Дополнительного человеколюбия эта поездка мастеру не прибавила, лишь утяжелив немного кошелек. Хотя, надо признать, сделка вышла с приличной выгодой, и лишние золотой король и девяносто серебряных принцев – и это уже с учетом скупленного лома! – могли только радовать. Но благодарности к арлийским масари это не прибавило: Панари Коста лишний раз убедился, что люди глупы. А он умный, хотя, как ни неприятно это признавать, не такой, как хотелось бы. И недостаток ума порой оборачивался очень неприятными неприятностями.
Сейчас мастер не мог решить, умно он поступил или в очередной раз плюнул вверх. Незнакомый оборванец в телеге мог означать и то, и это, и в другой раз Панари проехал бы мимо, отодвинув бродягу к обочине (и лучше ногами, чтобы руки не пачкать), но тут любопытство взяло верх.

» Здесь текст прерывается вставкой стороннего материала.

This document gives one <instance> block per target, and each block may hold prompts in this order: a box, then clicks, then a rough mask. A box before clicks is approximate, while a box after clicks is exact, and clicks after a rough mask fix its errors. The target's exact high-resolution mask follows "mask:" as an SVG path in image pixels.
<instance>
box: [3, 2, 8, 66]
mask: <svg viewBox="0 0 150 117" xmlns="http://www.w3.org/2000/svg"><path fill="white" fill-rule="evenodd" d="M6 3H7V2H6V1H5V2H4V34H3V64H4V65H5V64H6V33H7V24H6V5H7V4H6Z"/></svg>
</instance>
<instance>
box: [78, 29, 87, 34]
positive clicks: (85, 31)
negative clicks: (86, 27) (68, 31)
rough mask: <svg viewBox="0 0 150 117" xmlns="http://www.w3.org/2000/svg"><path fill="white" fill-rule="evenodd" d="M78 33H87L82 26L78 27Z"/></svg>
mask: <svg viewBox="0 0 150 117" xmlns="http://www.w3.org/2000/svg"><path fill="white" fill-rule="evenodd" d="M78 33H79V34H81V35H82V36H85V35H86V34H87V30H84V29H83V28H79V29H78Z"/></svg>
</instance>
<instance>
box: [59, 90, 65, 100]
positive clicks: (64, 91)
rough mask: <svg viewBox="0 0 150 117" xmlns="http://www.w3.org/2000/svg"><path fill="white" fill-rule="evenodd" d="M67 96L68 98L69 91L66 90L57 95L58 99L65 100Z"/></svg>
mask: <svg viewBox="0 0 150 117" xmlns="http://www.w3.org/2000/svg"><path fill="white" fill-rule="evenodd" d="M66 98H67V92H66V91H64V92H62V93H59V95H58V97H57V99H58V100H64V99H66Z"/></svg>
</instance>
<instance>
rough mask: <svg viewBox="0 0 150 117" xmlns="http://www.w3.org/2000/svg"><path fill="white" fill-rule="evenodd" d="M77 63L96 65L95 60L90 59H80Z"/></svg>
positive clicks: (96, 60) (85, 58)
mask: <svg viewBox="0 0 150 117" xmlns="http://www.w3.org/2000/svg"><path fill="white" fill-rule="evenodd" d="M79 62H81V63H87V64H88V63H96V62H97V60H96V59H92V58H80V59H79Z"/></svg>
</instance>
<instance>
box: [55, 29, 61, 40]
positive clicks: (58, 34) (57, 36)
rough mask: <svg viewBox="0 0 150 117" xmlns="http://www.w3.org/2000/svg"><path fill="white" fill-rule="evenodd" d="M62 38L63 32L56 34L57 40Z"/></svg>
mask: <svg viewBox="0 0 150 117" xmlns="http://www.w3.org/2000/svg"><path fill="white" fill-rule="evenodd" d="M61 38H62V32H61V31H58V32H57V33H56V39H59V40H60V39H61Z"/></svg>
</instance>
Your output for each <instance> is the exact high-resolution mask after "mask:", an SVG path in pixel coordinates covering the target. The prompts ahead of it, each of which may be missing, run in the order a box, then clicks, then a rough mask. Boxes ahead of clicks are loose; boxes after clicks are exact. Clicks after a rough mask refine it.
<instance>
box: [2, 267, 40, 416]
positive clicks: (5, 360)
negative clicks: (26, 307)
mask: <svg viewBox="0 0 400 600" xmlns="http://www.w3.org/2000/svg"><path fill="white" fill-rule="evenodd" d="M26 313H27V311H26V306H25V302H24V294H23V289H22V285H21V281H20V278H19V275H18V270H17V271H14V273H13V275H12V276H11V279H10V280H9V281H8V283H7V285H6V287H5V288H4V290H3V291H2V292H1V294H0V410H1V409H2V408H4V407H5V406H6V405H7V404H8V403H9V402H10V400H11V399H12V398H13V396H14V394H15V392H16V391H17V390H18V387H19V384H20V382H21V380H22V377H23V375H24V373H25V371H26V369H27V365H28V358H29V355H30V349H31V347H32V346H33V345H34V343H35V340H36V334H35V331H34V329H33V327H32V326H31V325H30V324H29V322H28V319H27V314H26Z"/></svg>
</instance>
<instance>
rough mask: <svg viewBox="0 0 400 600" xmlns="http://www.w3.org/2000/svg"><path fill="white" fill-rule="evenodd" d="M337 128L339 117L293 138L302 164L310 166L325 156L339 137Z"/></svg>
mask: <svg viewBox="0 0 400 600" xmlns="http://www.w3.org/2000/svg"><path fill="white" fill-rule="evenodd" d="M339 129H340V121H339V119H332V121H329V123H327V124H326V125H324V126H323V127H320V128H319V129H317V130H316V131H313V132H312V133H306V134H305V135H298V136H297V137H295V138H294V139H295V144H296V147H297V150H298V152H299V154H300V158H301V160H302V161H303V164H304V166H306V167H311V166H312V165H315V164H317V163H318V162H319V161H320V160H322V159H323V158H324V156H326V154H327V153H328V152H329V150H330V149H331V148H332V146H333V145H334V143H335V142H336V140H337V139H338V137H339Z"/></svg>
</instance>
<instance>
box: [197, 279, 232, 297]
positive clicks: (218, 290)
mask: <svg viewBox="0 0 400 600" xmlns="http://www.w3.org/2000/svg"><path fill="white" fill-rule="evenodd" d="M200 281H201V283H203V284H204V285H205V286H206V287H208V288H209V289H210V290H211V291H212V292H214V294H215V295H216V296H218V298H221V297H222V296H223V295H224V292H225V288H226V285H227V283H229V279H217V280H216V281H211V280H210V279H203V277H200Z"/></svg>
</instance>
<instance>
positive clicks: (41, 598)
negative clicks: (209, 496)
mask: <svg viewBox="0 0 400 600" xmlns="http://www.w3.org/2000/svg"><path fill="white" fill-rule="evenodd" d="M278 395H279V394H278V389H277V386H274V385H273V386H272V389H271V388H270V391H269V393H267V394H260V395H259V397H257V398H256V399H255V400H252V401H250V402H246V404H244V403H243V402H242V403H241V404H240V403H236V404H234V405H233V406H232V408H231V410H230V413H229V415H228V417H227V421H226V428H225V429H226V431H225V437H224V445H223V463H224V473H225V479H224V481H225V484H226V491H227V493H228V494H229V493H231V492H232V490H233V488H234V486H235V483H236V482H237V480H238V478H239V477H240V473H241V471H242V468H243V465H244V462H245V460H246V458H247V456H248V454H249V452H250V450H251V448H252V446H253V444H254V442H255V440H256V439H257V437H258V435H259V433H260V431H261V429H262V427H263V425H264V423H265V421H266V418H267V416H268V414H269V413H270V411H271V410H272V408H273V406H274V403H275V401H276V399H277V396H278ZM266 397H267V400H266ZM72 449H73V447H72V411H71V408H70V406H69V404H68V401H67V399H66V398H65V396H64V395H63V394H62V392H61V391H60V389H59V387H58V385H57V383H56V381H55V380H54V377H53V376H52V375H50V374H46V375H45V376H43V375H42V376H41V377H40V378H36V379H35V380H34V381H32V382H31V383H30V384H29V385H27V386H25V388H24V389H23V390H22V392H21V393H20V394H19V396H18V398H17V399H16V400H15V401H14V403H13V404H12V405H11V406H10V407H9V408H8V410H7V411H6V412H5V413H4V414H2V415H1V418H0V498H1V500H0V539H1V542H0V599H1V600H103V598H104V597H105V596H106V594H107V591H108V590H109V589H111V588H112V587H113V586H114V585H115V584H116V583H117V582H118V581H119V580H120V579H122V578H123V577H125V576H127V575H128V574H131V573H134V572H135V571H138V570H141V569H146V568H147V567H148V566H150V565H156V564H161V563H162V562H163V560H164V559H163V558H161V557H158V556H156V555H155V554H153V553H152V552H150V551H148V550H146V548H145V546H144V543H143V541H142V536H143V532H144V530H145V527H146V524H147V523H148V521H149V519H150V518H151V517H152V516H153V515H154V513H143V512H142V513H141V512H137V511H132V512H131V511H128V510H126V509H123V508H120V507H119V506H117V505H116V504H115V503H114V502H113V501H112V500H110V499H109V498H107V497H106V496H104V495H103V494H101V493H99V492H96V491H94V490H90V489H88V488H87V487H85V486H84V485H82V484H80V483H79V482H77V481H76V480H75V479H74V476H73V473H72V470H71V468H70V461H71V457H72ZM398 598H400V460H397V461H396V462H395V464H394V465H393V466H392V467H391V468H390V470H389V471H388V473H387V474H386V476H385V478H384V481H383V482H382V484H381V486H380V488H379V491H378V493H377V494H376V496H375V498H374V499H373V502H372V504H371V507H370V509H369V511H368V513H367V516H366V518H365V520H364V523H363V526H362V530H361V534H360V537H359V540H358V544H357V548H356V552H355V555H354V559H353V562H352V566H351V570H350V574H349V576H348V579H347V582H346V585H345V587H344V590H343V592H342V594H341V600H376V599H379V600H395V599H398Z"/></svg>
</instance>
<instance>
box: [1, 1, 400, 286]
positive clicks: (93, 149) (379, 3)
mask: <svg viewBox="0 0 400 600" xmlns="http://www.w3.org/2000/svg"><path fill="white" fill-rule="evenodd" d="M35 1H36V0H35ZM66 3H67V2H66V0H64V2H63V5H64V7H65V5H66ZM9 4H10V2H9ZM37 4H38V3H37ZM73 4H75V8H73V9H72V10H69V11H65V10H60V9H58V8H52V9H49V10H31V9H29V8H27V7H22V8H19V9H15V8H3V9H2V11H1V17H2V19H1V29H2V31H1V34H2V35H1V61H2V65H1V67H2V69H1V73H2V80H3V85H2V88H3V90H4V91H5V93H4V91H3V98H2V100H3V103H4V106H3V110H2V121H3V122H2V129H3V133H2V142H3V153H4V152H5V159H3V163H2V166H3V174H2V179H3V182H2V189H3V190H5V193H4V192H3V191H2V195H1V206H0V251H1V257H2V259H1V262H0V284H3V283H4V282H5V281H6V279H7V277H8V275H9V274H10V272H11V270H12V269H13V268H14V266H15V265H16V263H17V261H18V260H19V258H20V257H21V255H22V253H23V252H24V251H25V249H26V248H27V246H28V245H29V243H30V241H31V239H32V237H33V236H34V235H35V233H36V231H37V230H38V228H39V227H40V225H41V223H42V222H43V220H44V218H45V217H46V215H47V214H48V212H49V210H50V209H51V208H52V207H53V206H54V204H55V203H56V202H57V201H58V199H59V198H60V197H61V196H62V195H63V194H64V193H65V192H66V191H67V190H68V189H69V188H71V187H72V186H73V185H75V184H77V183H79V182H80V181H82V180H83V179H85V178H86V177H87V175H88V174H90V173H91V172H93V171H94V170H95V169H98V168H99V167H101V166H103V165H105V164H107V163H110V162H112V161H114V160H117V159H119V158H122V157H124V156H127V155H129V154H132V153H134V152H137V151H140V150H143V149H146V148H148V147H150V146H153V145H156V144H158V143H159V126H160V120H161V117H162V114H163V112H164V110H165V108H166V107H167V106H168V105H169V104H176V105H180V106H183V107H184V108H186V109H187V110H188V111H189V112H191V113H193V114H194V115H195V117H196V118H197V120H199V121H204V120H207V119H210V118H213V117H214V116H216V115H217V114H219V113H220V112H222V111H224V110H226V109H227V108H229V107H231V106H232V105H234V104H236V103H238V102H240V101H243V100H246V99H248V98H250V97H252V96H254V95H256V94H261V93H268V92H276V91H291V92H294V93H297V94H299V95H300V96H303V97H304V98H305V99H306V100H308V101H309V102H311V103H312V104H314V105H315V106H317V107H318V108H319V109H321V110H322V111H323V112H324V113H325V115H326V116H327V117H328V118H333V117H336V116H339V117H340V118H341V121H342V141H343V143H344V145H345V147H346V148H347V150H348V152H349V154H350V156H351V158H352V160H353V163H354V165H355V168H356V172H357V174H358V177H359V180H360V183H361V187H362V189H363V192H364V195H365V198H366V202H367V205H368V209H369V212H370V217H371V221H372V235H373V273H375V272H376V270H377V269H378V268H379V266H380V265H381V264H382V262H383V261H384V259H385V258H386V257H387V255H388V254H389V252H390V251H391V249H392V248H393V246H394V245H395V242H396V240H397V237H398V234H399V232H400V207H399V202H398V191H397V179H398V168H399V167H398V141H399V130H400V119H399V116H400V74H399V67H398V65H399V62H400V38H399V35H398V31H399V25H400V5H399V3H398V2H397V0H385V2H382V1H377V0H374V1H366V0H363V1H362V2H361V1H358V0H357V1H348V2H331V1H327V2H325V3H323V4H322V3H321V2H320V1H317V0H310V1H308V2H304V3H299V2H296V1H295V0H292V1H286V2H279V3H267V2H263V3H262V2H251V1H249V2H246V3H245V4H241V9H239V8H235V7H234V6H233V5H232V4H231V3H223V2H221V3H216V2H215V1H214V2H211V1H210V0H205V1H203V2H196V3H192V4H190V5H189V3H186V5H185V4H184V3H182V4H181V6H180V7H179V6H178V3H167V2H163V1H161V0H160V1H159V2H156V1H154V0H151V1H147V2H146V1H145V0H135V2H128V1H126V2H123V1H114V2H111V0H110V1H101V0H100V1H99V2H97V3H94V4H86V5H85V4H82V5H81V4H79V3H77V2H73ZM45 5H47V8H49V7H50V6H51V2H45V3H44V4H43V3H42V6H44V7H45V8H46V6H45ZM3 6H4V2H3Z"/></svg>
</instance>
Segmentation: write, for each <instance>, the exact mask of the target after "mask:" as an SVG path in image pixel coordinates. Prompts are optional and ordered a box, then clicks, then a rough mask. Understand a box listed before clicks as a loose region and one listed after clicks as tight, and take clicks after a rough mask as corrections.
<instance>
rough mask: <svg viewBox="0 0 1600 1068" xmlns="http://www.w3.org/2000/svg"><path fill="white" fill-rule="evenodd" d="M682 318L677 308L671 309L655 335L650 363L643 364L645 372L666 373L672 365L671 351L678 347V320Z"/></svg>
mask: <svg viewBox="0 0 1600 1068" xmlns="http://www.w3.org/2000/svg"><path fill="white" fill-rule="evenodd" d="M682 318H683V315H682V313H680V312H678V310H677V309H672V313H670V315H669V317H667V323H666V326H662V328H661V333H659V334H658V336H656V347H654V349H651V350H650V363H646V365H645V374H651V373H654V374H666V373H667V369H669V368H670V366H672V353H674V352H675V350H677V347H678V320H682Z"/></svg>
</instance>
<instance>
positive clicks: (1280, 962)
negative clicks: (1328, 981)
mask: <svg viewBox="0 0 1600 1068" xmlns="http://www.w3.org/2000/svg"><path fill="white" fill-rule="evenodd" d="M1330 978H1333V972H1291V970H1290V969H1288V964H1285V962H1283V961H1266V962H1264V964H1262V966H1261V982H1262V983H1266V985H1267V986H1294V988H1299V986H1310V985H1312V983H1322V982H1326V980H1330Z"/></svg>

Вообще, если так уж начистоту, то оборванцем этот странный человек не выглядел: да, весь в пыли, и пахло от него не очень, как если бы он бежал целый день по жаре и не мылся после. Ну, так жара и была сейчас, купели поблизости не наблюдалось, а, судя по виду бедолаги, бегать ему и на самом деле пришлось немало. Но одет незнакомец был хотя и необычно, но добротно. Тут тебе и хорошие портки из плотного сукна, интересного кроя сорочка без рукавов, ткань которой мастер определить затруднился. Боты были совсем чудными, таковых Панари не видел никогда, даже похожих. Он и не понял пока, как они развязываются, потому как шнуровки не заметил.